Try these two drills to help with your freestyle
Swimming is considered more difficult to learn than other endurance sports because of the complications associated with being in the water. The most obvious one is the need to breathe air in an aquatic environment.
Effective and efficient breathing patterns are crucial to master in order to become a good swimmer. A breathing pattern is best described as your rhythm related to how often you take a breath while you’re swimming. The optimal freestyle breathing pattern often depends on the distance you’re going to be swimming.
When you’re swimming, your muscles use oxygen to function and propel you forward with every stroke. The faster you swim, the more oxygen your muscles need, so establishing a breathing pattern is important.
In short sprint races, such as the 100 freestyle, your body will need substantially more oxygen since you’ll be swimming at an all-out effort. In these shorter races, you tend to kick a lot faster as well, and your leg muscles are large and require a lot of oxygen to function efficiently.
Freestylers either breathe just to one side or breathe to both sides, which is called bilateral breathing. Both have advantages depending on your previous swimming experience and where you’re racing.
Regardless of the type of breathing pattern you choose, performing breathing pattern drills will help you breathe more efficiently, thereby improving your lung capacity. Breathing pattern drills to consider implementing into your swim workouts include what I’ll call “new-school” hypoxic drills and “old-school” hypoxic drills.

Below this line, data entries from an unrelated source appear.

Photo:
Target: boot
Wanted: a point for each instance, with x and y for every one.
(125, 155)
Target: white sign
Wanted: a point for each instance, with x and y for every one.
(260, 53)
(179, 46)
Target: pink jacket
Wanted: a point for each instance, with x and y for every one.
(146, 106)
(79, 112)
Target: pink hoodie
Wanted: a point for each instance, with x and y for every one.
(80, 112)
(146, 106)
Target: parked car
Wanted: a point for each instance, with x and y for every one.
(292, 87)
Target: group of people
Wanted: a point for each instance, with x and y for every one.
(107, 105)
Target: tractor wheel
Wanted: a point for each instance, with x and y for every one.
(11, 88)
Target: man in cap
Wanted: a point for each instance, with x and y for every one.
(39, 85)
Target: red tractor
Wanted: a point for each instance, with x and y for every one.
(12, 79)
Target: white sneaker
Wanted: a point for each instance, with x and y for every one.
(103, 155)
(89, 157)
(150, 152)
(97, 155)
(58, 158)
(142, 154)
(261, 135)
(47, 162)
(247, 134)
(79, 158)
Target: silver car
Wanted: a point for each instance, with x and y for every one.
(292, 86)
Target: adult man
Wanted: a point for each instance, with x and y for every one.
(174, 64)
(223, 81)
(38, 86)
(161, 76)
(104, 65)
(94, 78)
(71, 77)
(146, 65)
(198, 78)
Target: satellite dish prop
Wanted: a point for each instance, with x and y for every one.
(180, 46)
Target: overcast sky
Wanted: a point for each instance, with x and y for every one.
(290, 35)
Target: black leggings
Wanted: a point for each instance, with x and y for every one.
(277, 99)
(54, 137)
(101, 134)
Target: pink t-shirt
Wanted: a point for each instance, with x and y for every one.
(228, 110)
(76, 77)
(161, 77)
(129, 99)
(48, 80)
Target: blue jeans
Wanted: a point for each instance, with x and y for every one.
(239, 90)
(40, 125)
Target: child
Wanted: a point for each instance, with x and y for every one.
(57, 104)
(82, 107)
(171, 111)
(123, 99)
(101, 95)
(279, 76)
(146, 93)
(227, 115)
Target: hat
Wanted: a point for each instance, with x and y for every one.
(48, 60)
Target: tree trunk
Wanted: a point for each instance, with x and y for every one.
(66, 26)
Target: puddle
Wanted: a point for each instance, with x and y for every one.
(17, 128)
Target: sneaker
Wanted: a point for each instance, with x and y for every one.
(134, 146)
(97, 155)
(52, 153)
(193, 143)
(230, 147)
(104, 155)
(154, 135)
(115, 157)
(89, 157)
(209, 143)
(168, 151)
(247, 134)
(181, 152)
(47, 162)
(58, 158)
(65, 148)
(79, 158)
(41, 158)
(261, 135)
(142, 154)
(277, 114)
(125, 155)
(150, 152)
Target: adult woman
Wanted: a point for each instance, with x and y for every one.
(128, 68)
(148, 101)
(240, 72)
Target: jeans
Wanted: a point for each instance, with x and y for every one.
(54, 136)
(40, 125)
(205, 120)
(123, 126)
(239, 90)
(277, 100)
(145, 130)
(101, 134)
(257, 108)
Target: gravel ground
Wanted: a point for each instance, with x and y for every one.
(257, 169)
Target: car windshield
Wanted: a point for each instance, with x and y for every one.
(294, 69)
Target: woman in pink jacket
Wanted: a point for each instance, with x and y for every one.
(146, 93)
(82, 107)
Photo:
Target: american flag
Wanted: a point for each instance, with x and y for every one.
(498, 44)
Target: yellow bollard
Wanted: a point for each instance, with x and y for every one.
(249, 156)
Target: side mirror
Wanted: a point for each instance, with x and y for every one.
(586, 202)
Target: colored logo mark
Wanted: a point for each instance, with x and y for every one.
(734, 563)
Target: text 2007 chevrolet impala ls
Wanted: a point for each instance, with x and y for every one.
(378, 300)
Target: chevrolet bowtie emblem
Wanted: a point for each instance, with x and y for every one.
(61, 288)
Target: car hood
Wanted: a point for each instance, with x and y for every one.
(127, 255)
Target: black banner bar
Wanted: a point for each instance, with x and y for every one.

To perform the new-school hypoxic drill, swim regular freestyle but only take a breath when you absolutely must. This could be every other stroke or once per length. The key here is to make sure you don’t hold your breath, which can be dangerous. Exhale as you swim, letting air out slowly as if you’re humming. This drill improves lung capacity over time because you’re swimming as far as you can prior to taking a breath. It’s best to start using new-school hypoxic sets in 50s or 100s, building up the distance as you become more comfortable with the drill.
To perform the old-school hypoxic drill, swim regular freestyle but take a breath on a set pattern, such as every three or six strokes. If you’re a single-side breather, you’ll choose an even number. Bilateral breathers will choose an odd number of strokes. As you swim, focus on keeping a steady pace and breathing on your assigned number of strokes. As with the new-school hypoxic drill, start the old-school hypoxic drill in sets of 50s or 100s, building up the distance as you get more comfortable with the drill. (Again, don’t hold your breath will performing this drill. Doing so can be dangerous. Instead, release your air underwater during the time between breaths.)
You can also consider building the breathing pattern by 25s or 50s such that you decrease the quantity of breaths you take. For example, if you swim a 200 doing the old-school hypoxic drill, you can try breathing every four strokes the first 50, every six strokes the second 50, every eight strokes the third 50, and every ten strokes the last 50. Doing so will also help increase your lung capacity over time.